Their newer material also contributed to the generally warmer/uplifting vibes radiating from the stage that night, with performances of “Harmonia’s Dream” and the title track from their new album I Don’t Live Here Anymore resonating particularly strongly with the crowd. The band largely stuck to material from their breakthrough (and debatably best) album Lost in the Dream, as well as their aforementioned new album (selections from A Deeper Understanding were, unfortunately, few and far between), but overall, The Drugs essentially could do no wrong during their marathon 2 and a ½ hour set (which included an encore).

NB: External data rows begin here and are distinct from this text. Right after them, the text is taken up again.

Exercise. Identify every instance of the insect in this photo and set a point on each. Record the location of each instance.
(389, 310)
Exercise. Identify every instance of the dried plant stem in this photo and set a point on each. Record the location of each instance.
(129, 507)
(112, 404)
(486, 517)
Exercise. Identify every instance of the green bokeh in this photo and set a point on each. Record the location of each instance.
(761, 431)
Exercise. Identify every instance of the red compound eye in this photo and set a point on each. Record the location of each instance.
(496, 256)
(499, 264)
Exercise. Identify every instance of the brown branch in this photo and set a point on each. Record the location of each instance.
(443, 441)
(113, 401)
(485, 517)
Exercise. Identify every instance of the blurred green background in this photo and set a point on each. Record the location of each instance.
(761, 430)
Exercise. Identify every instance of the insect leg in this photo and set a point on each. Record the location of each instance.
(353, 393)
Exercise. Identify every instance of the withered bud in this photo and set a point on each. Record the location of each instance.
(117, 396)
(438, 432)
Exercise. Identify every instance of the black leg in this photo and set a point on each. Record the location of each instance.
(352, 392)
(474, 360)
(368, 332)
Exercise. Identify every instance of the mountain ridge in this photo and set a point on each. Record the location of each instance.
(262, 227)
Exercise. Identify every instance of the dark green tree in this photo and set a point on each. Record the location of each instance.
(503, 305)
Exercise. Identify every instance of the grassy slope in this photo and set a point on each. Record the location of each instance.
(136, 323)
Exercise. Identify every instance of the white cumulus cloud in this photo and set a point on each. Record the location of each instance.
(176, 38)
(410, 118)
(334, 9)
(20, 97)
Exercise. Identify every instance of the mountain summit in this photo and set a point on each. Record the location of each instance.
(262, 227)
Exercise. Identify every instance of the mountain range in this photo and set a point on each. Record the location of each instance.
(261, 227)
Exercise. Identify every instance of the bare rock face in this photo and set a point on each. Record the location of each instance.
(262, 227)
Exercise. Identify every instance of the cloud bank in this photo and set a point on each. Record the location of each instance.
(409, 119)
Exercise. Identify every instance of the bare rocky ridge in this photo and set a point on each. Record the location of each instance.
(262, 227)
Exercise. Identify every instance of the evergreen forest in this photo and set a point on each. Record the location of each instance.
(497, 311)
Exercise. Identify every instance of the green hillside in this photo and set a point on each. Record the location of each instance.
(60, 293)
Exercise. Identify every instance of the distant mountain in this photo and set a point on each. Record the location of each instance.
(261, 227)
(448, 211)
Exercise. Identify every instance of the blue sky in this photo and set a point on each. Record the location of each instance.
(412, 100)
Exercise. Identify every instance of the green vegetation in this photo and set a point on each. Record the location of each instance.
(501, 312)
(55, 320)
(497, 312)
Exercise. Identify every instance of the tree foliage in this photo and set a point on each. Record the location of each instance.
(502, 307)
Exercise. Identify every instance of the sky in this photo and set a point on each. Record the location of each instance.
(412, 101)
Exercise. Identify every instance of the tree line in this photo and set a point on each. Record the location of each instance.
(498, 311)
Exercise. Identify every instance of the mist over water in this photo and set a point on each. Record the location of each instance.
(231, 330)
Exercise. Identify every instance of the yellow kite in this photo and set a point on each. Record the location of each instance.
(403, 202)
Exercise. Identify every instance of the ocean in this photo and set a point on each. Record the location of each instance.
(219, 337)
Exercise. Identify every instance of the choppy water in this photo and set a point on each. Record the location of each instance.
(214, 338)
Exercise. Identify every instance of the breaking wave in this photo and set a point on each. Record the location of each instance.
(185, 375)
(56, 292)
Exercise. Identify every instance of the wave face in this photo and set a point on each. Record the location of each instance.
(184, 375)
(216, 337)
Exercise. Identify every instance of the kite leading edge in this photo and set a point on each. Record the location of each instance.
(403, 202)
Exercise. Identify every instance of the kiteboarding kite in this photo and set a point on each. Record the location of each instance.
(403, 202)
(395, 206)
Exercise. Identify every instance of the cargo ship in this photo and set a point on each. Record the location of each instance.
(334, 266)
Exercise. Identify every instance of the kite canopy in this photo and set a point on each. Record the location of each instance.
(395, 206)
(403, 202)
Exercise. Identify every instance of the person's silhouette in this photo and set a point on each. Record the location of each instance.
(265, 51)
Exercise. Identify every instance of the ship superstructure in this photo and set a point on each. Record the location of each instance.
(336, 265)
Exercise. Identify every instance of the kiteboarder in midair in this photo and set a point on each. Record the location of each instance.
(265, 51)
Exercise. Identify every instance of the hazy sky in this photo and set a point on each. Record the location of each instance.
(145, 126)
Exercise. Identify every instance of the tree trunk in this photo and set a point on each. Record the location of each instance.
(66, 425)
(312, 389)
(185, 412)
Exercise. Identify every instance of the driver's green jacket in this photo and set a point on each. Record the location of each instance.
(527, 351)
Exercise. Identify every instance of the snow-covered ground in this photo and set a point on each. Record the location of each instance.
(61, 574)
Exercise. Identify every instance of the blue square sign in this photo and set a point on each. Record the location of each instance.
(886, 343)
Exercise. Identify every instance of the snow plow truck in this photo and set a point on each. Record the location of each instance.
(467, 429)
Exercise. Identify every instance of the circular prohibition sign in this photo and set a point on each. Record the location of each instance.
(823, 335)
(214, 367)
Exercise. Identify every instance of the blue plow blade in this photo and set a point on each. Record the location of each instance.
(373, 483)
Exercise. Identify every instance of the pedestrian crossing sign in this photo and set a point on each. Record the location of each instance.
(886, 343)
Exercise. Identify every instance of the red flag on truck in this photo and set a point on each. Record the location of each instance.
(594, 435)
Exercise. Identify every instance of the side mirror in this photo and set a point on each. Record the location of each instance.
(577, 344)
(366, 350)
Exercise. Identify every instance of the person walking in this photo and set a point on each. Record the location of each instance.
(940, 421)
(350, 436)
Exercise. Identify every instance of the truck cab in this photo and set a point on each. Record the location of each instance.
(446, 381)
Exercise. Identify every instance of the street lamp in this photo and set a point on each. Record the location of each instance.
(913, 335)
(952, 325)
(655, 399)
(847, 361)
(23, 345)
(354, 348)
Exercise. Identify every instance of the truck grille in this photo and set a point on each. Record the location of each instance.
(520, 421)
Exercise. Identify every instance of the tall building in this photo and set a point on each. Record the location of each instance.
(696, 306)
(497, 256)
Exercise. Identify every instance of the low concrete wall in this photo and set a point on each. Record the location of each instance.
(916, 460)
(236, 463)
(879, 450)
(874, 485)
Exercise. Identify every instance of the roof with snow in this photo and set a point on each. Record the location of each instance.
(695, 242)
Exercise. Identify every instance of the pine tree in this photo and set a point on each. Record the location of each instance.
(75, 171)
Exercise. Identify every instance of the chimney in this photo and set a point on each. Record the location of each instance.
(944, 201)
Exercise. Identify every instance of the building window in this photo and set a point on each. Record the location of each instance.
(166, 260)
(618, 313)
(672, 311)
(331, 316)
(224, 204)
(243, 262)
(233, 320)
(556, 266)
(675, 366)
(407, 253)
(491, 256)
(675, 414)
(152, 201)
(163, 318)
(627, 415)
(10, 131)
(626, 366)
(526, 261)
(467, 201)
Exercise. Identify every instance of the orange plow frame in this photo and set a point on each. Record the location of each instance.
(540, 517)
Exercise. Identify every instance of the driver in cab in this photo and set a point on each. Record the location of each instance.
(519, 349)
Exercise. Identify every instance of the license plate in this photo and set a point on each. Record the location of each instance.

As the smiling masses filed their way out into the brisk February night, where the temperatures were crashing harder than the latest waning Omicron wave, you couldn’t help but feel The War On Drugs had left everyone with a palpable sense of warmth and optimism in the wake of their performance. It all seemed fitting really, with Spring a month or two (or three) away, there was a collective sense that brighter days were hopefully ahead, which is a testament to the positive effect “An Evening with Live Drugs” can offer.